Tracing My Creole Roots: An Ancestry Story from the LeBleu Settlement - Part I.
- Terry O'Neal

- Mar 11
- 4 min read
by Terry a. O'Neal | February 3, 2026

The search for my maternal grandfather’s people keeps returning to the same ground in Chloe and Iowa, Louisiana: land once known, and still referred to, as LeBleu Settlement, even though it no longer exists as it once did. I follow records forward and end up back there again.
I come from the LeBleu family. For generations, the LeBleus and the Bowmans lived on the same land and on parcels that touched. My family lived and worked on the rice farm. Life overlapped. Some relationships were understood, while others went unspoken.
That closeness carried into the lives that came after, including that of my grandfather, George Lee Tillman. He grew up in the company among people who knew each other well. From the beginning, his life took shape around what was shared and what was hushed by racial divides and expectation.
Eventually, my grandfather left Chloe behind. As a young man, he moved through nearby towns, like Kinder and Lake Charles, building a life beyond where he had been raised. He even made his way to California for a period of time. In the mid-1930s, he married my grandmother, Leona Young. As life carried them along, their family grew. Together they would have ten children.
His return to the settlement came much later, in 1960. And for one reason only.
Cornelia Hunt, referred to as Grandma Nealy and was George’s maternal grandmother, raised him after his mother’s death. When Grandma Nealy’s health began to fail, George brought his family back to LeBleu Settlement to care for her.
Cornelia’s story reaches further back than most of the ancestry records that name her.
Her parents were James and Josephine Roberts Alphonse, my 3rd great grandparents. (Josphine is also known as Josephine LeBleu Alphonse.)
According to years of research and the 1910 census, they raised eighteen children together on LeBleu Settlement, Cornelia among them. (1910 United States Federal Census, Ancestry.com)
It was a large family, rooted to the same dirt, where work was constant and survival depended on everyone pulling together.
James Alphonse had been enslaved by Major J. C. LeBleu. When his death was recorded in the American Press, he was described simply as the last enslaved man held by the LeBleu family. (American Press, July 1943)
The notice mentioned that he had lived long enough to see four generations follow him and that he was buried in the Negro cemetery in Chloe. Research has revealed that this cemetery was formally known as Chloe Cemetery is now recorded as Saint Mary Cemetery, according to the Calcasieu Parish Assessor. (2026)
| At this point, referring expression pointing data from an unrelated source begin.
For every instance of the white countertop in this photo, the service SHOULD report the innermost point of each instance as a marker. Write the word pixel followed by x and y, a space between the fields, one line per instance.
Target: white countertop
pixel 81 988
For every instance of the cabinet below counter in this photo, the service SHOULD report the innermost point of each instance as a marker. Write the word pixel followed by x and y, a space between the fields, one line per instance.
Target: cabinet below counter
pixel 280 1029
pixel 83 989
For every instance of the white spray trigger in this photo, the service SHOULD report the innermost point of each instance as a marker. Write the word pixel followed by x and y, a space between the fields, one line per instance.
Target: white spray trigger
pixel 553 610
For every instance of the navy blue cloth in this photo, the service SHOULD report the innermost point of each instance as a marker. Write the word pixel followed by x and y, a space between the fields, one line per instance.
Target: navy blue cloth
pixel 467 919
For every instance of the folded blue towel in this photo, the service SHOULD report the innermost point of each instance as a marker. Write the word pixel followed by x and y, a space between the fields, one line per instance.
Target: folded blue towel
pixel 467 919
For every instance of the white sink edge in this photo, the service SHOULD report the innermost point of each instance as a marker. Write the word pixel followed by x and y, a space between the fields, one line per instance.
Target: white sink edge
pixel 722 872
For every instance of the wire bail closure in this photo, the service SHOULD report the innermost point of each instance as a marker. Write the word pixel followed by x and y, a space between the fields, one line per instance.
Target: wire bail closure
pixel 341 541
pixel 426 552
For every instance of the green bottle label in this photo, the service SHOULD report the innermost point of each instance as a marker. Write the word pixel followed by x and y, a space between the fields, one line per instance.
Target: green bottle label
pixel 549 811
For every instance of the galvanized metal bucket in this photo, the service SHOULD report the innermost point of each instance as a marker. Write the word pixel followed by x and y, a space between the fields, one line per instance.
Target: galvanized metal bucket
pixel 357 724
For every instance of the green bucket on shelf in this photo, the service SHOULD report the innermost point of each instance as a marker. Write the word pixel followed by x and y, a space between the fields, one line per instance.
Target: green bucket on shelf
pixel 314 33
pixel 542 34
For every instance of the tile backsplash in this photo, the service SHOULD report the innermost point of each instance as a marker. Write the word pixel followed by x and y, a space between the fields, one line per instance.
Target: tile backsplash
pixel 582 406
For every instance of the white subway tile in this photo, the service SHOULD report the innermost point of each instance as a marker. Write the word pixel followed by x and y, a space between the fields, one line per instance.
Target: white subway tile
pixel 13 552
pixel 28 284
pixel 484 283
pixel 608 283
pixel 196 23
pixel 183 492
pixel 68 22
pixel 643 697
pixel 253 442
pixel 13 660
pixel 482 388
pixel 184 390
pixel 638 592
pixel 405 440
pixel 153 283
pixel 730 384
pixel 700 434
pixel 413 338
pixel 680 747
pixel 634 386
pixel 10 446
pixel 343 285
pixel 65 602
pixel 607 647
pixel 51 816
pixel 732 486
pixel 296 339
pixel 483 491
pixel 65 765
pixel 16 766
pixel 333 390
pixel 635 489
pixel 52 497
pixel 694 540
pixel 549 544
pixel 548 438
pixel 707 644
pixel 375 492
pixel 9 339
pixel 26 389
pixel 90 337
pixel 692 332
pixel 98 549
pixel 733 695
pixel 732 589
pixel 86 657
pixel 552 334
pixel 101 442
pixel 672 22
The obituary of my great-great-grandfather was brief, but his life was not. He was ninety-four years old when he died.
That was the world Cornelia was born into. Slavery had ended, but the ways it shaped daily life for colored people remained. Sharecropping, vagrancy laws, convict leasing, forced labor, and the constant use of fear to keep people in place were systems that became new ways of reshaping slavery. Families continued to live where they had always lived. Labor still followed the same lines and names still mattered.
My great-great grandmother, Cornelia, was listed in some records as Colored and others as Mulatto.
For decades, from about 1850 into the early twentieth century, census takers across the United States used that term to classify people of mixed African and European ancestry. It was an attempt to place people into categories that made sense to the racial order of the time.
In Louisiana, identity rarely fit neatly into those boxes. The region’s history under French and Spanish rule had produced a long-established community of free people of color, some of whom owned land, ran businesses, and lived in a social space that existed uneasily between white and enslaved Black communities.
Within slavery itself, skin color sometimes carried economic consequences. Light-skinned enslaved people of mixed ancestry were often assigned to domestic or skilled labor rather than field work and were sometimes valued more highly in slave markets. These distinctions were not privileges so much as reflections of the deeply racist system that measured human lives according to proximity to whiteness.
Terms like mulatto appeared in census records as if they were neutral descriptions. In reality, they were tools used to sort people, enforce hierarchy, and maintain the racial order that slavery and its aftermath depended upon.
The records, though sometimes not always accurate, reveal certain Creole and French surnames tied to free and mixed-status families that continue showing up in Calcasieu Parish—names, such as LeBleu or LeBleux, Arseneaux or Arsenaux, Guidry, and Fontenot, to name a few. These are names that appear in my own family lineage. Of course, tracing them always requires careful cross-checking, but their repetition feels more than simply incidental.
Still, the written record can only tell part of the story. In many cases, the clearest picture comes from the people who lived closest to it. My mother, along with my uncles and aunts, often described Grandma Nealy as having a white complexion with long straight hair in her later years. Those memories, passed down through family conversations, sit alongside the documents that serve as reminders of how history is not preserved only in archives, but also in the recollections of our family--those who knew them.